I have a pretty strange problem regarding a MSSQL database, where every now and then a query that is otherwise acceptable fast (<<0.5sec) comes down to an absolutely unacceptable level (always around 7-8minutes). Once the db got so slow, it will stay slow until reboot/restarting the service. It's somehow unpredictable, when this problem occurs, sometimes directly after restart, normally only after 50-100 or even more queries. It seems to occure more often on two presentation laptops with windows 8 (one using MSSQL Express 2k8, one 2k12) compared to my development installation inside a windows 7 virtual machine with 2k8 R2(with lower memory and only one core), though it is happening there, too.
Other facts regarding Configuration:
The client is a Tomcat application, connection is configured as follows in the context.xml:
<Resource name="jdbc/mydb" auth="Container" type="javax.sql.DataSource"
maxActive="50" maxIdle="30" maxWait="10000" username="user"
password="password" driverClassName="com.microsoft.sqlserver.jdbc.SQLServerDriver"
url="jdbc:sqlserver://localhost:1433;DatabaseName=mydb" />
The query itself is selecting the top 100 rows, 14 columns by joining 3 tables (customers: 32000 rows, 100 columns; customer objects: 47000 rows, 140 columns; customer object properties: 230 rows, 9 columns), both joins have two conditions, in addition i have 6 parameters resulting all together in 5 String comparisons with =
and another 5 with LIKE
and COALESCE
. The result is a list of customers, each could have 0 or more customer objects, while each customer object has exactly one of those properties. Sadly there are no indices, nor explicit primary keys, and those columns that should be PK are Strings, as most other columns. But that's nothing I have any influence on, and as far as I understand I see no reason to impact the performance every now and than, instead of always and forever.

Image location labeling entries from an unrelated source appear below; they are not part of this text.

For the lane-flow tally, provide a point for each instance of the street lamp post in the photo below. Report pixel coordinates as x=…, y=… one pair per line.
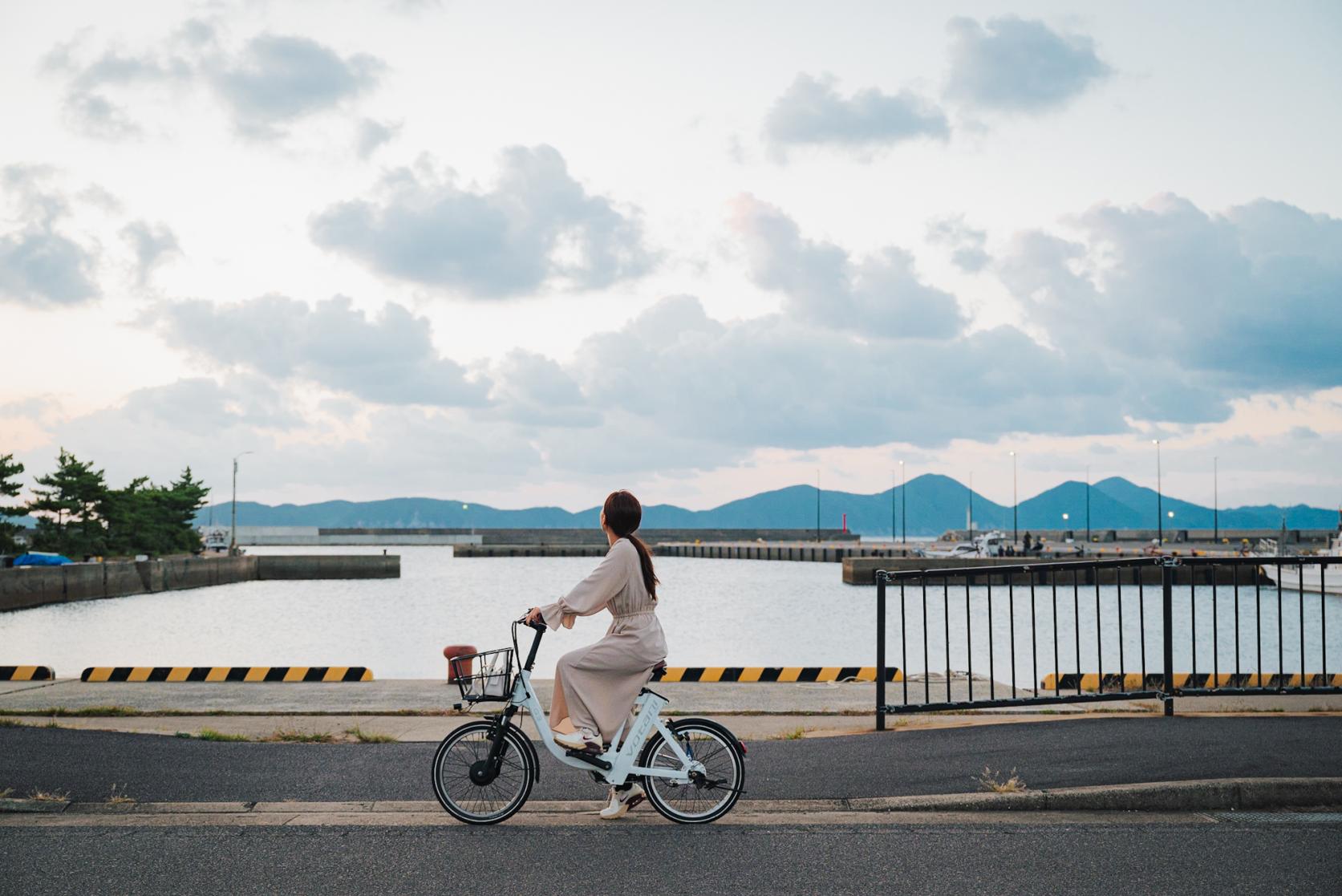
x=1160, y=511
x=817, y=506
x=1216, y=502
x=969, y=522
x=1087, y=506
x=233, y=526
x=903, y=506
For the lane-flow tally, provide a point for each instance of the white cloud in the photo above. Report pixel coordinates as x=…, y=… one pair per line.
x=1019, y=65
x=537, y=229
x=879, y=295
x=387, y=359
x=813, y=113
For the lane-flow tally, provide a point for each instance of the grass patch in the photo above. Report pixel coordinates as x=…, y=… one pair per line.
x=119, y=798
x=49, y=796
x=82, y=712
x=369, y=736
x=293, y=736
x=992, y=781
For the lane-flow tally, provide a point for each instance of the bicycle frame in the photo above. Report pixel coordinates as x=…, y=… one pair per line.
x=623, y=760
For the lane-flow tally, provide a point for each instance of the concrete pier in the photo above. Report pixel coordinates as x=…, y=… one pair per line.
x=862, y=570
x=23, y=588
x=797, y=552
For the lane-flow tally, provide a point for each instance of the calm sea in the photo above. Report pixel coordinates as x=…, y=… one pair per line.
x=714, y=614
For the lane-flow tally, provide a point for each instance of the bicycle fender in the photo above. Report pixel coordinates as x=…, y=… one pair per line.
x=530, y=748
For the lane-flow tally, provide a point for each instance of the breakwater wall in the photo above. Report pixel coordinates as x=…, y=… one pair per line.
x=513, y=537
x=821, y=553
x=800, y=552
x=23, y=588
x=862, y=570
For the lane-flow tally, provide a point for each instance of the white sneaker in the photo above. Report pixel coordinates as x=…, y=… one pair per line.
x=578, y=740
x=623, y=801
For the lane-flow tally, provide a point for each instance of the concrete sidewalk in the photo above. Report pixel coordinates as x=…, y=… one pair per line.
x=390, y=696
x=420, y=710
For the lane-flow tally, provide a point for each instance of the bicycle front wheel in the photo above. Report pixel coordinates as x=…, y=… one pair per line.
x=716, y=782
x=476, y=798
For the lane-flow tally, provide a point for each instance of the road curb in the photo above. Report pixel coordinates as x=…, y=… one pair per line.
x=1220, y=794
x=20, y=806
x=1214, y=794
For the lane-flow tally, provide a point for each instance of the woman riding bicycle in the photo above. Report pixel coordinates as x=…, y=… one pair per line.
x=594, y=687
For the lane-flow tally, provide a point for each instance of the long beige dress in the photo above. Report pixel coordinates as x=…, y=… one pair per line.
x=594, y=687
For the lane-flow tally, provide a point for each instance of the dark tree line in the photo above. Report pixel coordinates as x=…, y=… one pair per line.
x=78, y=515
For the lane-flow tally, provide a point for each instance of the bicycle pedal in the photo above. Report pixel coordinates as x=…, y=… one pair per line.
x=590, y=758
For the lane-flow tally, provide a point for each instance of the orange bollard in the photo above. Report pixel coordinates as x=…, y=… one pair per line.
x=454, y=651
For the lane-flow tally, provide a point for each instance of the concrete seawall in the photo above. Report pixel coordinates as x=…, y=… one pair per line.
x=862, y=570
x=38, y=586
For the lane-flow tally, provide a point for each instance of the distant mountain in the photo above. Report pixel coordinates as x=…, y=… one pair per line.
x=933, y=505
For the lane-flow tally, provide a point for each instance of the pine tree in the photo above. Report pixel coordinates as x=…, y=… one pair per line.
x=183, y=501
x=10, y=468
x=71, y=499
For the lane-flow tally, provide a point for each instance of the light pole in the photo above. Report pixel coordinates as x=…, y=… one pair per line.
x=1160, y=511
x=903, y=506
x=971, y=521
x=1216, y=502
x=1087, y=505
x=233, y=526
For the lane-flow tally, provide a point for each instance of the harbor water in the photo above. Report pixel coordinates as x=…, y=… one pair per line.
x=716, y=612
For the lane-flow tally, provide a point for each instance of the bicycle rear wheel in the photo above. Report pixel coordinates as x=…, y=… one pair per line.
x=712, y=792
x=468, y=798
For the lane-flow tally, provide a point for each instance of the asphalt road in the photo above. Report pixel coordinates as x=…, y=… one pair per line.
x=1046, y=754
x=1272, y=857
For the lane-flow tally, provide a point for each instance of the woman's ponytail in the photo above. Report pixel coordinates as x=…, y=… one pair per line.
x=623, y=514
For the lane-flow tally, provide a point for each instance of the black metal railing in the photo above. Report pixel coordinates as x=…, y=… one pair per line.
x=1100, y=634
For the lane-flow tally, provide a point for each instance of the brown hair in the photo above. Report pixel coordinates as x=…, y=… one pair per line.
x=623, y=514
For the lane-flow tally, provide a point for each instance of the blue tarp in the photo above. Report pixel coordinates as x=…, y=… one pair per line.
x=41, y=560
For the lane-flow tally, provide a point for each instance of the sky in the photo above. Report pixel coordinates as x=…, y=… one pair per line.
x=526, y=255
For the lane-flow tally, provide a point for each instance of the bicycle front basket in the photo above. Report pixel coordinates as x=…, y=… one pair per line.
x=484, y=676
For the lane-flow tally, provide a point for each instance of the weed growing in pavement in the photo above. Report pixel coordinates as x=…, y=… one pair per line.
x=95, y=712
x=49, y=796
x=293, y=736
x=991, y=781
x=119, y=798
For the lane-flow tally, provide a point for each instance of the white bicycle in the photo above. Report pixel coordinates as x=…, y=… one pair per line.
x=693, y=770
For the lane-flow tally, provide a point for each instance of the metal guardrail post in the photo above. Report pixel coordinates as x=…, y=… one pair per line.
x=1168, y=565
x=881, y=650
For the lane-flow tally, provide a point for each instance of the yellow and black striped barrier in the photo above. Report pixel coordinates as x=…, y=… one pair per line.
x=217, y=674
x=781, y=674
x=1156, y=680
x=26, y=674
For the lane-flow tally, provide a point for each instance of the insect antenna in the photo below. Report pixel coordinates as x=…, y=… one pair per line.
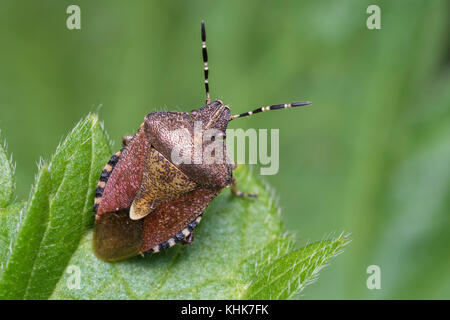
x=205, y=62
x=269, y=108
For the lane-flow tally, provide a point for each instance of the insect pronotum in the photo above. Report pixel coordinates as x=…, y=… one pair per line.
x=144, y=202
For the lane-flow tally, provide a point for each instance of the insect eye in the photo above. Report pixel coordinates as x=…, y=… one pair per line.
x=194, y=114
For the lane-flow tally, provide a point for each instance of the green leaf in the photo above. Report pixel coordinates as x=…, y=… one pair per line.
x=6, y=179
x=238, y=243
x=240, y=251
x=56, y=216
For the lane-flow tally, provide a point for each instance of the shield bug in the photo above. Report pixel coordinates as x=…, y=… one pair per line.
x=145, y=200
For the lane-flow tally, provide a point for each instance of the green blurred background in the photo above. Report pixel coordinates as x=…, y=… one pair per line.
x=371, y=157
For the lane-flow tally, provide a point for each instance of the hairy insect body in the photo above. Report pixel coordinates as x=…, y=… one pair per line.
x=146, y=202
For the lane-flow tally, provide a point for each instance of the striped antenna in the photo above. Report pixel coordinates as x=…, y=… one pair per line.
x=205, y=62
x=268, y=108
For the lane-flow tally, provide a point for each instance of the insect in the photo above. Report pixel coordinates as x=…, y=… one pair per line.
x=145, y=202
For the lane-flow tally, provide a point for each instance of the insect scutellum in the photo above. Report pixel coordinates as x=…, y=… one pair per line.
x=248, y=113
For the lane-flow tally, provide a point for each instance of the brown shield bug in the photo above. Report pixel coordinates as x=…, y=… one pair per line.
x=146, y=202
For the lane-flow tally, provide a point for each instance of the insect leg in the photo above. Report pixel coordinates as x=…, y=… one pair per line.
x=188, y=240
x=126, y=140
x=236, y=192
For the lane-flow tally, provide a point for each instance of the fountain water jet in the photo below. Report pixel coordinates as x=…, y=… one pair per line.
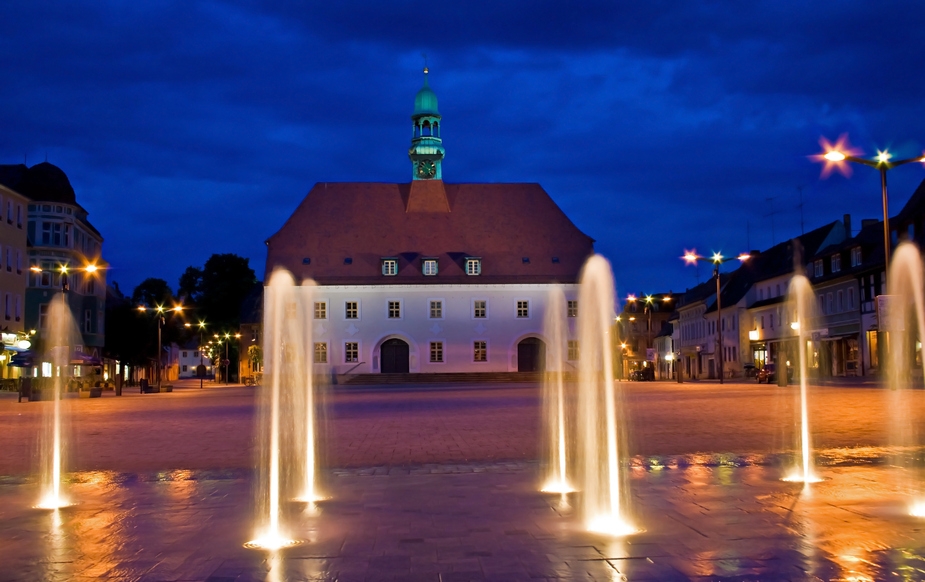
x=554, y=401
x=60, y=341
x=602, y=480
x=287, y=420
x=906, y=287
x=801, y=302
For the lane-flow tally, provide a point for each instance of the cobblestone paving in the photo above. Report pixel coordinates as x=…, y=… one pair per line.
x=440, y=485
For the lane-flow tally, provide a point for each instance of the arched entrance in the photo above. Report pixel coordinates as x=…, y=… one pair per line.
x=393, y=357
x=531, y=355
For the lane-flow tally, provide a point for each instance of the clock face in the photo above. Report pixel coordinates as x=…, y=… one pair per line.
x=427, y=169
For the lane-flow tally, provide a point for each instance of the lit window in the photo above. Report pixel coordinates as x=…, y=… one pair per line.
x=351, y=352
x=436, y=351
x=523, y=309
x=473, y=266
x=480, y=309
x=321, y=353
x=480, y=351
x=351, y=310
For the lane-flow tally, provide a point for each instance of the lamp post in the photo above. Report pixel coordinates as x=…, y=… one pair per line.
x=691, y=257
x=202, y=325
x=160, y=313
x=835, y=155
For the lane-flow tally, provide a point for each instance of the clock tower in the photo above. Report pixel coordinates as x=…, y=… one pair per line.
x=426, y=151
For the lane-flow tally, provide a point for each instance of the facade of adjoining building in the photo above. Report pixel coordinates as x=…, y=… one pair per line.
x=13, y=252
x=429, y=276
x=62, y=244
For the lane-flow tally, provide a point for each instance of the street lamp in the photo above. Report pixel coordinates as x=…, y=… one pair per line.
x=202, y=326
x=840, y=152
x=160, y=312
x=691, y=257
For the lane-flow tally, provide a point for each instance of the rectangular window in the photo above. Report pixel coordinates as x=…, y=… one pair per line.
x=351, y=352
x=523, y=309
x=436, y=351
x=473, y=266
x=480, y=309
x=479, y=351
x=389, y=267
x=351, y=310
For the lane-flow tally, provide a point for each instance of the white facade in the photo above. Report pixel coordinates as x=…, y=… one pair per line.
x=438, y=322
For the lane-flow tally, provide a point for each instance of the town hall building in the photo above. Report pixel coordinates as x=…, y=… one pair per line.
x=430, y=276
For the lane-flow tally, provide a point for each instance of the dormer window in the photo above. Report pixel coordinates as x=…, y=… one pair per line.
x=389, y=267
x=473, y=266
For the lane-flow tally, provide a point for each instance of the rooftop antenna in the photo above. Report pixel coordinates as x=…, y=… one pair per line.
x=770, y=202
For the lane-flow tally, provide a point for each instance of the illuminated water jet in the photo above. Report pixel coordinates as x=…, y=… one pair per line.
x=554, y=401
x=602, y=480
x=287, y=418
x=62, y=337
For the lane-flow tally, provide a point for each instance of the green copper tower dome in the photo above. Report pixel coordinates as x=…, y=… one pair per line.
x=426, y=150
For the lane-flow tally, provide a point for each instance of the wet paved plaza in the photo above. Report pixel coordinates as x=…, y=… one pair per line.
x=440, y=485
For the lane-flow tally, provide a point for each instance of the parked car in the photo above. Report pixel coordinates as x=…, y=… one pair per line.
x=643, y=375
x=769, y=374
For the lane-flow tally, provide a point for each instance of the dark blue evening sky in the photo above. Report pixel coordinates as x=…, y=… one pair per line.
x=192, y=128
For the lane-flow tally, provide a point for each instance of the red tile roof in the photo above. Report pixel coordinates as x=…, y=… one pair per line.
x=500, y=223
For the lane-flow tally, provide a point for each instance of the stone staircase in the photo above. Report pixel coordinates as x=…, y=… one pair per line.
x=449, y=378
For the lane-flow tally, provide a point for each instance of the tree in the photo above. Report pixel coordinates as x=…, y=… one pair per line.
x=226, y=281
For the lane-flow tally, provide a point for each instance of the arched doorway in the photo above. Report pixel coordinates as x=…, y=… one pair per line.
x=393, y=357
x=531, y=355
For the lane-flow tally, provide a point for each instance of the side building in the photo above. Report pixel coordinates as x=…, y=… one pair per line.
x=13, y=252
x=428, y=276
x=64, y=254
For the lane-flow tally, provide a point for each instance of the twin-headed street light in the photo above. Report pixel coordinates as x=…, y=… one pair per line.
x=691, y=257
x=160, y=311
x=835, y=157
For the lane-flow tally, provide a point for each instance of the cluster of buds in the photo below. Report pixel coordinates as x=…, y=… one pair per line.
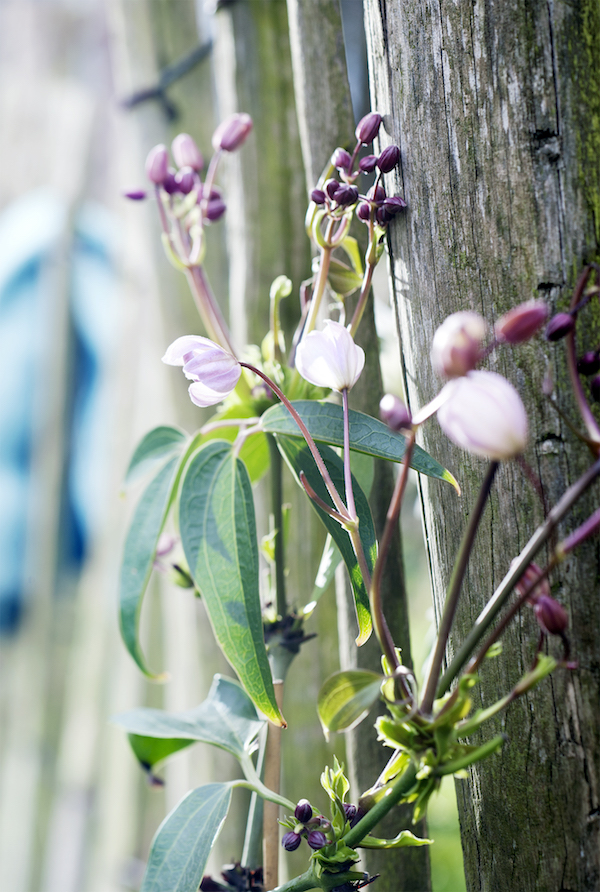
x=307, y=825
x=337, y=195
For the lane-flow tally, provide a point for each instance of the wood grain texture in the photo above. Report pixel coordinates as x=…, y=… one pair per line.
x=326, y=121
x=495, y=107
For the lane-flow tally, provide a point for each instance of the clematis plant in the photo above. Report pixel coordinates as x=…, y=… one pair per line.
x=271, y=413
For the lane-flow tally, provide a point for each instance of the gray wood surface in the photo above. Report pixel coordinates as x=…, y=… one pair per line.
x=495, y=108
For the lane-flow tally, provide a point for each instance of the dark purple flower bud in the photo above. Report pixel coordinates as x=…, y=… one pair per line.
x=185, y=179
x=232, y=132
x=522, y=322
x=376, y=194
x=589, y=363
x=350, y=810
x=388, y=159
x=383, y=216
x=317, y=839
x=394, y=413
x=363, y=211
x=157, y=164
x=394, y=204
x=559, y=326
x=135, y=194
x=215, y=209
x=368, y=127
x=290, y=841
x=341, y=159
x=303, y=811
x=551, y=616
x=346, y=195
x=170, y=184
x=331, y=187
x=186, y=153
x=367, y=164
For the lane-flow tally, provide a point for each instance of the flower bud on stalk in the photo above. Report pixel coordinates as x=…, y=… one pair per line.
x=559, y=326
x=232, y=132
x=186, y=153
x=457, y=344
x=483, y=414
x=522, y=322
x=157, y=164
x=368, y=128
x=394, y=413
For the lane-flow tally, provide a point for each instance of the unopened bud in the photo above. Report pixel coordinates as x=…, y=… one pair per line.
x=232, y=132
x=303, y=811
x=317, y=839
x=368, y=127
x=388, y=159
x=551, y=616
x=290, y=841
x=135, y=194
x=559, y=326
x=363, y=211
x=157, y=164
x=589, y=363
x=394, y=413
x=527, y=579
x=457, y=344
x=341, y=159
x=522, y=322
x=367, y=164
x=185, y=179
x=186, y=153
x=346, y=195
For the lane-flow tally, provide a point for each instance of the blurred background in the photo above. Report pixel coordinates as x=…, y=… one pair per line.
x=88, y=304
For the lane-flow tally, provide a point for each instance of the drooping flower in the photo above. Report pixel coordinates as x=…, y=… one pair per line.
x=213, y=371
x=330, y=358
x=484, y=414
x=457, y=345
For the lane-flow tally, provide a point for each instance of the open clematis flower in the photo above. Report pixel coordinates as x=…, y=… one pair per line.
x=213, y=371
x=484, y=414
x=330, y=358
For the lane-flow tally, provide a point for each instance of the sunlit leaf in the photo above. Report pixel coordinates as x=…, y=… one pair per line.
x=218, y=532
x=184, y=840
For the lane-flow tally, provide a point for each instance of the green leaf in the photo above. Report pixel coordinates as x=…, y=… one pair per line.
x=404, y=838
x=346, y=698
x=184, y=840
x=140, y=547
x=325, y=424
x=299, y=458
x=218, y=532
x=227, y=719
x=156, y=447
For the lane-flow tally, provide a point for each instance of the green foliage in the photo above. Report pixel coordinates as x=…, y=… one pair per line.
x=218, y=532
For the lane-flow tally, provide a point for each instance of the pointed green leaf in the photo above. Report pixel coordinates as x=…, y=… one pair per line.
x=140, y=547
x=299, y=458
x=227, y=719
x=184, y=840
x=325, y=423
x=155, y=448
x=346, y=698
x=218, y=532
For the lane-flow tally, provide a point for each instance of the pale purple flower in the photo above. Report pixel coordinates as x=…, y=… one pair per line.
x=457, y=344
x=213, y=371
x=483, y=413
x=330, y=358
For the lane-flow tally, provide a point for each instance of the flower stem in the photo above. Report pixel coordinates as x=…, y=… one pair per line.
x=454, y=588
x=517, y=568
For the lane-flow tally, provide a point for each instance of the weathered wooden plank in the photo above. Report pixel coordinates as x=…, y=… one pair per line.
x=493, y=106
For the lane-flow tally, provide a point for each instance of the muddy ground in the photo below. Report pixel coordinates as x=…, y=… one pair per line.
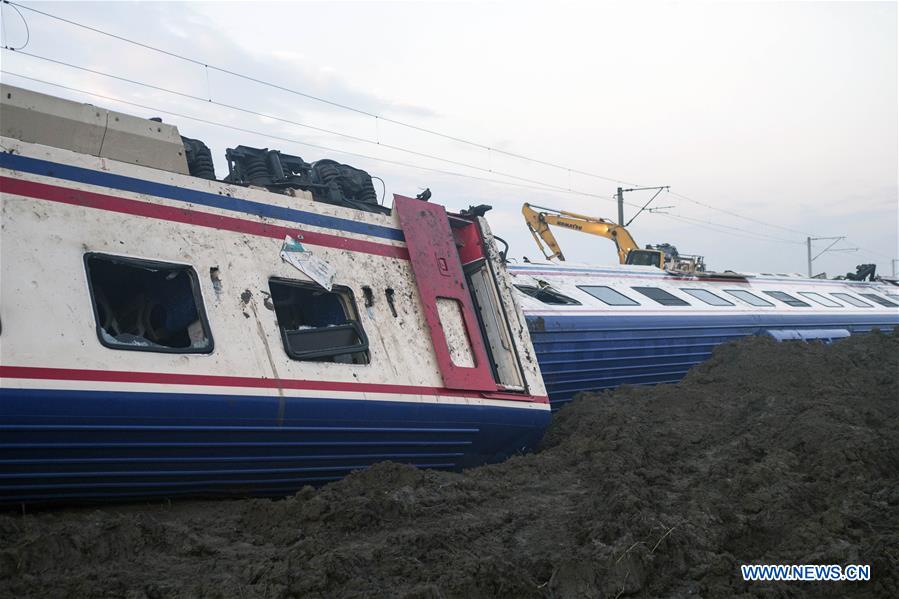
x=767, y=453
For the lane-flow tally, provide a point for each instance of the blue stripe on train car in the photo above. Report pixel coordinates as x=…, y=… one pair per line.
x=86, y=445
x=596, y=352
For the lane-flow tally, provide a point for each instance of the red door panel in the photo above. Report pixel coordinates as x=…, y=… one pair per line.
x=438, y=274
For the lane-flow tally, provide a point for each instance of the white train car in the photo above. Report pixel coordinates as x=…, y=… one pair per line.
x=597, y=328
x=166, y=334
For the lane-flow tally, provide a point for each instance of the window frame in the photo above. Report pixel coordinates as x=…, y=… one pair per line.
x=689, y=290
x=793, y=302
x=671, y=300
x=809, y=294
x=765, y=303
x=551, y=291
x=851, y=300
x=348, y=303
x=199, y=301
x=879, y=300
x=632, y=301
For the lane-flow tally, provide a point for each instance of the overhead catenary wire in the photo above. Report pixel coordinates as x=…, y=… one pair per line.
x=380, y=117
x=278, y=118
x=704, y=224
x=314, y=97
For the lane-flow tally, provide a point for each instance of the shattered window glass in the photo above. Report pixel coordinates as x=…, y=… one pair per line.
x=318, y=325
x=548, y=295
x=147, y=306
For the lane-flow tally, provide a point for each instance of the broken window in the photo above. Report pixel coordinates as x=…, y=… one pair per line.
x=548, y=295
x=608, y=295
x=787, y=299
x=147, y=306
x=877, y=299
x=318, y=325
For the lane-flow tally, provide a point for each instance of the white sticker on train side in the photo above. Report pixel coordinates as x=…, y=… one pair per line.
x=293, y=252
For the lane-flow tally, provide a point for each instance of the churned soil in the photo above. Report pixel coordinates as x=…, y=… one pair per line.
x=767, y=453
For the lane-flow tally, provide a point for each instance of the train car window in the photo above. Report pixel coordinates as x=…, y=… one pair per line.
x=787, y=299
x=608, y=295
x=820, y=299
x=749, y=298
x=880, y=300
x=661, y=296
x=707, y=297
x=144, y=305
x=318, y=325
x=547, y=295
x=849, y=299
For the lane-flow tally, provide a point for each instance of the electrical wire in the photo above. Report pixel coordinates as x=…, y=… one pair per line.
x=24, y=22
x=16, y=6
x=318, y=98
x=279, y=118
x=703, y=224
x=539, y=185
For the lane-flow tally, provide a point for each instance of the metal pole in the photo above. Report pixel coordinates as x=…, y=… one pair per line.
x=808, y=244
x=620, y=206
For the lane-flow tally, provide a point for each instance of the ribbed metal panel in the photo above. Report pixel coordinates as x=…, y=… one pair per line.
x=99, y=445
x=591, y=353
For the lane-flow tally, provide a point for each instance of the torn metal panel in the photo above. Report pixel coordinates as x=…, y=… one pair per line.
x=317, y=269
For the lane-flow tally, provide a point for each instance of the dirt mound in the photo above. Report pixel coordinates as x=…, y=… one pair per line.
x=767, y=453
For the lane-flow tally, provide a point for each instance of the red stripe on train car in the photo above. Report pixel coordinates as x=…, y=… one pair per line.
x=166, y=378
x=99, y=201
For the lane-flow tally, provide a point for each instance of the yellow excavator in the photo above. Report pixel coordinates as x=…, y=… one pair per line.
x=664, y=256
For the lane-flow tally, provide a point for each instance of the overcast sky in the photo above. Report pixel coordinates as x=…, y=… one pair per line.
x=783, y=112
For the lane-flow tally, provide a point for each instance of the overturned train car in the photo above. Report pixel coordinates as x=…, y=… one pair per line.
x=166, y=333
x=598, y=327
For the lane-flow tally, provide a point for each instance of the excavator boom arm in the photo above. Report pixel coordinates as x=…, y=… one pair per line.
x=539, y=223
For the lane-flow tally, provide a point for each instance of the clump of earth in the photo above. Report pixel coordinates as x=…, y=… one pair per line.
x=784, y=453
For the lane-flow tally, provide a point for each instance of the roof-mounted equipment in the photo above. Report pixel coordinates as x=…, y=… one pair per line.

In respect to the source owner I'd have to abstract the schema and the statement, but if it is requested, I could do that. Same goes with the execution plan, once i hit the bottleneck again.
There is nothing else running, that could slow the system down that much.
What I've been looking into, so far:
- in some java version (can't remember which) the mssql jdbc driver had a bug
- memory on java or mssql shouldn't be an issue (MSSQL sticks below 300MB, java isn't hit much at all, before/after execution of the query)
- updated query to use
COALESCE
instead of null comparisons, didn't matter - added
TOP 100
instead ofPreparedStatement.setMaxRows(100)
, didn't matter - compared the executed statement from the
text
column I got after exuting this statement with the original/intended statement and (once bugged) tried the same statement from SQL Management Studio, to see if it occurs here as well - it didn't - tried to interpret the execution plan while bugged and compared with an execution plan from inside SQL Management Studio - there where differences, but I have no experience to determine what is the fault and why the execution plan could differ from time to time
At last, I have to say sorry for the long post and I think the question is still leading to guesses, but so is the problem for me: I would understand it, if it was somehow reproducable, but I have no idea into what direction I should look. My last resorts seem to be: test other jdbc drivers or split the query into 3 by first determining what rows I want to have and than select the corrosponding values.
Kind regards,
Christian
PS: totally forgot to mention, there are no java exceptions at all during the execution, as long as I don't interrupt anything, I will get the results after 8minutes.